KUALA LUMPUR, April 14 – Malaysia last week received its first shipment of Paxlovid pills, a Covid-19 oral antiviral medication taken to help keep high-risk patients from developing severe illness.
Health Minister Khairy Jamaluddin today said Paxlovid will only be used to treat Covid adult patients in Category Two and Three who do not require oxygen therapy but have medical conditions, such as cancer and diabetes, that qualify them as high risk.
“Priority (for Paxlovid) will be given to the elderly and patients with multiple comorbidities and are immunocompromised,” Khairy told a press conference in Parliament today.
Covid-19 patients at Covid Assessment Centres (CACs) and public hospitals nationwide will be screened and evaluated by a medical officer using a score system to determine if they will get Paxlovid, Khairy said. Patients with a score of 3 and above will be given priority for the antiviral treatment.
As with all antivirals, Paxlovid works best early in the course of an illness. Patients eligible for the treatment are required to take Paxlovid within five days of developing symptoms. A full course constitutes three Paxlovid pills twice a day for five days.
A trial conducted by Pfizer last year showed that Paxlovid can reduce the risk of Covid-19 hospitalisation and death by 89 per cent.

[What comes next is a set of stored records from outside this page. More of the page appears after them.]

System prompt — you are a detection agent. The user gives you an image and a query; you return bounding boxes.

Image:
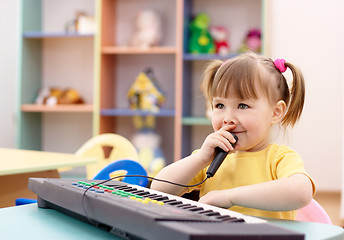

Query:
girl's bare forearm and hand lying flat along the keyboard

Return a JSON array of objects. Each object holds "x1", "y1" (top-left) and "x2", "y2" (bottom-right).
[{"x1": 199, "y1": 174, "x2": 313, "y2": 211}]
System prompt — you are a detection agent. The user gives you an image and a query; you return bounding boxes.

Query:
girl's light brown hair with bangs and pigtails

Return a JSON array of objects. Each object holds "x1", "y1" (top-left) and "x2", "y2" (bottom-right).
[{"x1": 201, "y1": 53, "x2": 305, "y2": 128}]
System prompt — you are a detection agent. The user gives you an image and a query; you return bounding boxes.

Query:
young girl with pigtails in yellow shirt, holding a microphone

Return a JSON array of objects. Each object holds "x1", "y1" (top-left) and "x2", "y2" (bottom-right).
[{"x1": 151, "y1": 53, "x2": 315, "y2": 219}]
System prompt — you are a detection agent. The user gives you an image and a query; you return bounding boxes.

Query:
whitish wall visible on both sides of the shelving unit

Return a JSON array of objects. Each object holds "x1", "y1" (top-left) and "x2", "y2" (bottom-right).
[{"x1": 0, "y1": 0, "x2": 344, "y2": 195}]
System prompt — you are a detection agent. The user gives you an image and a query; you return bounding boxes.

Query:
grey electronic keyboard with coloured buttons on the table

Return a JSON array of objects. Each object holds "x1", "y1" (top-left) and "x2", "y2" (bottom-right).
[{"x1": 29, "y1": 178, "x2": 304, "y2": 240}]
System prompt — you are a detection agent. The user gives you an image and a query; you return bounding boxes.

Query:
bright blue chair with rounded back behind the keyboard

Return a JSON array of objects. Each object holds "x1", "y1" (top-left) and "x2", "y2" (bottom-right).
[{"x1": 15, "y1": 159, "x2": 148, "y2": 206}]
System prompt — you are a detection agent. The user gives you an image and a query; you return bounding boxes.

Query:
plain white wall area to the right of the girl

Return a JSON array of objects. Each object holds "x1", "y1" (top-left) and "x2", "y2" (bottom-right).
[{"x1": 268, "y1": 0, "x2": 344, "y2": 191}]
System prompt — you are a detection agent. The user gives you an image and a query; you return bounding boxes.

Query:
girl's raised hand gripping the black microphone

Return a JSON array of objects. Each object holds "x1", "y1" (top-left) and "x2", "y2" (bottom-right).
[{"x1": 196, "y1": 126, "x2": 235, "y2": 164}]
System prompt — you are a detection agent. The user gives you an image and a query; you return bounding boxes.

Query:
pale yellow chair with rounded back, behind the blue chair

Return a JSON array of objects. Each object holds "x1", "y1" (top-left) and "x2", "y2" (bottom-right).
[{"x1": 75, "y1": 133, "x2": 138, "y2": 179}]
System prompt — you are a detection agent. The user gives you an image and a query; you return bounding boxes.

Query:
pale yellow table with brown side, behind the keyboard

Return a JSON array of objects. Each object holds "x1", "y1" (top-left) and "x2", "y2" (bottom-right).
[{"x1": 0, "y1": 148, "x2": 97, "y2": 208}]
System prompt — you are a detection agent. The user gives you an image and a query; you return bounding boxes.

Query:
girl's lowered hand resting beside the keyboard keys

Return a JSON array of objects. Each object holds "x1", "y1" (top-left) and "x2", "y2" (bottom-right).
[{"x1": 199, "y1": 189, "x2": 234, "y2": 208}]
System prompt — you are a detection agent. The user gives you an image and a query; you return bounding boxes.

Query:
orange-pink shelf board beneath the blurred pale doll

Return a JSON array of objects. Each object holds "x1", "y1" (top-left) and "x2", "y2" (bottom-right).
[{"x1": 102, "y1": 46, "x2": 177, "y2": 54}]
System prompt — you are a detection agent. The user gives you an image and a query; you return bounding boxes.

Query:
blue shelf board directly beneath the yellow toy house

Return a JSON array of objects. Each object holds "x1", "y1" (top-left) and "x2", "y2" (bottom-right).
[{"x1": 100, "y1": 108, "x2": 175, "y2": 117}]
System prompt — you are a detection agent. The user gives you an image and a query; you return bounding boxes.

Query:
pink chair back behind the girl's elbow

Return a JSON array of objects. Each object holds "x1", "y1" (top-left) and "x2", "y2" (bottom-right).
[{"x1": 296, "y1": 199, "x2": 332, "y2": 224}]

Khairy stressed, however, that the pills are not replacements Covid vaccinations or restrictions placed to minimise the virus’ spread.
Khairy said Malaysia has ordered 104,000 courses of Paxlovid and is seeking to purchase another 100,000 courses of the drug, developed by Pfizer.
Luksanawan Thangpaibool, country manager for Pfizer Malaysia and Brunei, said the company is “honoured” to partner and work with the Malaysian government in addressing the Covid-19 public health crisis.
“Oral therapies such as protease inhibitors may help to reduce the severity of illness in patients who contract Covid-19. An oral treatment option may thus be an important tool to help address the ongoing global impact of Covid-19.
“Pfizer is committed to working toward equitable access to our oral therapy for all people, aiming to deliver antiviral therapeutics that will benefit patients in Malaysia as soon as possible,” she said.
Malaysia’s first batch of 48,000 courses is currently being distributed to 14 locations across the country, with two more deliveries scheduled for Sabah and Sarawak. The nationwide distribution involves 481 health clinic CACs and 15 government hospitals.